Sexually, it was an appalling time, possibly the darkest in the history of the planet, especially if you were a girl. You were given fairly sketchy information about periods and 'where babies come from' (your tummy), a course on reproduction unfortunately confined to the frog, and many exhaustive and terrifying lectures about venereal disease.

Then there was the bizarre ritual of 'dating', with all its accompanying shibboleths: it was permissible to hold a boy's hand in the cinema but not otherwise; he could kiss you on the second date, but not French kiss; from the fifth or sixth date he might touch your breasts, but never inside your clothing. Never must his hands be allowed to stray below the belt or above the knee: only 'slags' permitted this. The whole transaction was essentially commercial: a boy had to show his bona fides by investing the price of several cinema trips in you (there was never any question of the girl paying) before you would grant any sexual favours and to do otherwise made you 'cheap'. The well-brought-up Fifties girl had to appear 'feminine' (ie, bird-brained) while performing calculations as hard-headed as any actuary's: the ideal to aim for was Doris Day.

I suppose deference did obtain - we respected policemen, doctors, headteachers and vicars - but since we never met anyone from the upper classes, we had no idea what 'toffs' might be like. Snobbery was positively encouraged at my school and we were taught to sneer at anyone with a different accent from our own. I almost died once when I brought a schoolfriend home to tea and my father said 'Side the pots' (for clear the tea things) in his broad Lancashire accent, but I explained sotto voce that he was Scottish, which I thought made it all right. At school we spent much time discussing whether it was 'better' to live in Claygate or Oxshot, Shepperton or Walton, St Margaret's or Richmond: our snobbery was all the more ferocious for being exercised within such a tiny social gamut.

Religion didn't impinge on our lives, but my parents advised me always to say I was C of E - anything else was 'asking for trouble'. Not asking for trouble was a major tenet of our lives - the important thing was not to cross Authority, or even come to its attention. The world was Them and Us and we left the ruling classes to run the country while we just kept our heads down and grumbled.

We were, I suppose, patriotic, or at any rate xenophobic in that we never met any foreigners and would distrust them if we did: on the other hand, I often feel that my parents' attitude was almost that of first-generation immigrants, trying to 'get on' in a deeply alien society. They were among that pioneering generation who, through access to grammar schools in the 1920s and 1930s, managed to rise from the working class to attain a fragile toehold in the middle class.
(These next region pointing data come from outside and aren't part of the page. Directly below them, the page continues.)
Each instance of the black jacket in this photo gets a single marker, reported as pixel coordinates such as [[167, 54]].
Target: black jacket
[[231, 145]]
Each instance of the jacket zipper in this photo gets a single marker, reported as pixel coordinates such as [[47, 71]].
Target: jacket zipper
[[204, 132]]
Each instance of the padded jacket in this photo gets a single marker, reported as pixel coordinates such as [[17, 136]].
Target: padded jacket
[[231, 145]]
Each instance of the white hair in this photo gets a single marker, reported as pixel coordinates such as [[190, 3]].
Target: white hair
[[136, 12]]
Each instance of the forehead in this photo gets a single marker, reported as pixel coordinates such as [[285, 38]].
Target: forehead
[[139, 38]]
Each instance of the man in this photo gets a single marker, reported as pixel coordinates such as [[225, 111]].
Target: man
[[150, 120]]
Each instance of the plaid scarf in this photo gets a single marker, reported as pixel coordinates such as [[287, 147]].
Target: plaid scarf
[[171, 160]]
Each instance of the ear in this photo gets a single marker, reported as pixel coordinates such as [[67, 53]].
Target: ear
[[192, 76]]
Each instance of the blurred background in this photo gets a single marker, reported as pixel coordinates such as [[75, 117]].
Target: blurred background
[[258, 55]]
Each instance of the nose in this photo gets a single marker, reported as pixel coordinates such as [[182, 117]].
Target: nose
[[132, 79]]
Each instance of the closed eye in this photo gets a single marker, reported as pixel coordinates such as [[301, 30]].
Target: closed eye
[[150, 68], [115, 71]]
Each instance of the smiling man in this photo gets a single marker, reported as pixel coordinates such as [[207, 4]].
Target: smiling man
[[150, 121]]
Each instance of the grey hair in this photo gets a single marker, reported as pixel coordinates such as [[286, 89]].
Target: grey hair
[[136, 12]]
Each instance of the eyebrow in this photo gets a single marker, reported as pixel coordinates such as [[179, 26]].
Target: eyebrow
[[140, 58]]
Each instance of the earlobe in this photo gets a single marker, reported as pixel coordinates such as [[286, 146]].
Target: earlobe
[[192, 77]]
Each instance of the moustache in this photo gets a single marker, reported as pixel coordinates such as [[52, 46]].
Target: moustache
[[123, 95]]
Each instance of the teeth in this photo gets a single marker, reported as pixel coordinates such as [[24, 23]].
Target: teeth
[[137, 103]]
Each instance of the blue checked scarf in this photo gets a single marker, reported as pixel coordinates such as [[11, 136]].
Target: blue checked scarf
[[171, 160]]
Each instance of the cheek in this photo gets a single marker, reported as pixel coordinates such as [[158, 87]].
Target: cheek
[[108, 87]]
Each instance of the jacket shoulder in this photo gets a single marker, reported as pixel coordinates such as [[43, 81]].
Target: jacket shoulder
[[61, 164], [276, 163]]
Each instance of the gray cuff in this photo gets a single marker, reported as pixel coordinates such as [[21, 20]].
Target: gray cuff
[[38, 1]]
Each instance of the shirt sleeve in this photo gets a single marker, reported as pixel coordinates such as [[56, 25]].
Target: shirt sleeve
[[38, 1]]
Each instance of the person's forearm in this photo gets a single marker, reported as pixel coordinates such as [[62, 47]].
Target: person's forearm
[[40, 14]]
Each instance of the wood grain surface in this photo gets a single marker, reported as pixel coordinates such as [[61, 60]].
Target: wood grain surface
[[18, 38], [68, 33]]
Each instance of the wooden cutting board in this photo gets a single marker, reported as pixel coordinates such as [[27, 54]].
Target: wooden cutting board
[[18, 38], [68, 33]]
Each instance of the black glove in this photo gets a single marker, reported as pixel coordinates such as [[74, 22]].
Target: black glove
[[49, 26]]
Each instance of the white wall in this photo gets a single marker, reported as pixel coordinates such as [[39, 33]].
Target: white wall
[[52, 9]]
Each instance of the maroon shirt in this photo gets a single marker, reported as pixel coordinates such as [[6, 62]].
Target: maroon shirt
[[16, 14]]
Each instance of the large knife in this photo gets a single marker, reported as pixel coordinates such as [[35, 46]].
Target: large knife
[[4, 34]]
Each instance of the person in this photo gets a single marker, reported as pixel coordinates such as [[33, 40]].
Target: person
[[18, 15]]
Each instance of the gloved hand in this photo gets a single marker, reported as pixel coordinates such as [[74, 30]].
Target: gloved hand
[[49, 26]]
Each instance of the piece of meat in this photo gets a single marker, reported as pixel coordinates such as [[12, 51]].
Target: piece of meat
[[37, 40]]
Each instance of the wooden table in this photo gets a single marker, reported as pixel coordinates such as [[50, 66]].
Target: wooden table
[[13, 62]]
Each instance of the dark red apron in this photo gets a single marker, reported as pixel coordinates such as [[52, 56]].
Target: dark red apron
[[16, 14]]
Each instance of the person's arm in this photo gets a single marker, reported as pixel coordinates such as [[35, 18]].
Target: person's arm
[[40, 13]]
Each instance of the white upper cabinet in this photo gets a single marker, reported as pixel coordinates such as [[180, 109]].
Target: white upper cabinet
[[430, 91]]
But their social rise was accompanied by great anxiety: the effect was to leave them deracinated, cut off both geographically and culturally from their family roots. Since all their relatives did the same, there was no ancestral village, or even ancestral slum, to return to. I have come to realise subsequently that there were many families like ours in the Fifties, but we were all so secretive, so isolated, so busy keeping ourselves to ourselves, that we never knew how numerous we were. That is why I can never feel any nostalgia for the Fifties, which I remember as a drab, depressed, depressing decade. Emerging into the Sixties was like coming out into sunlight.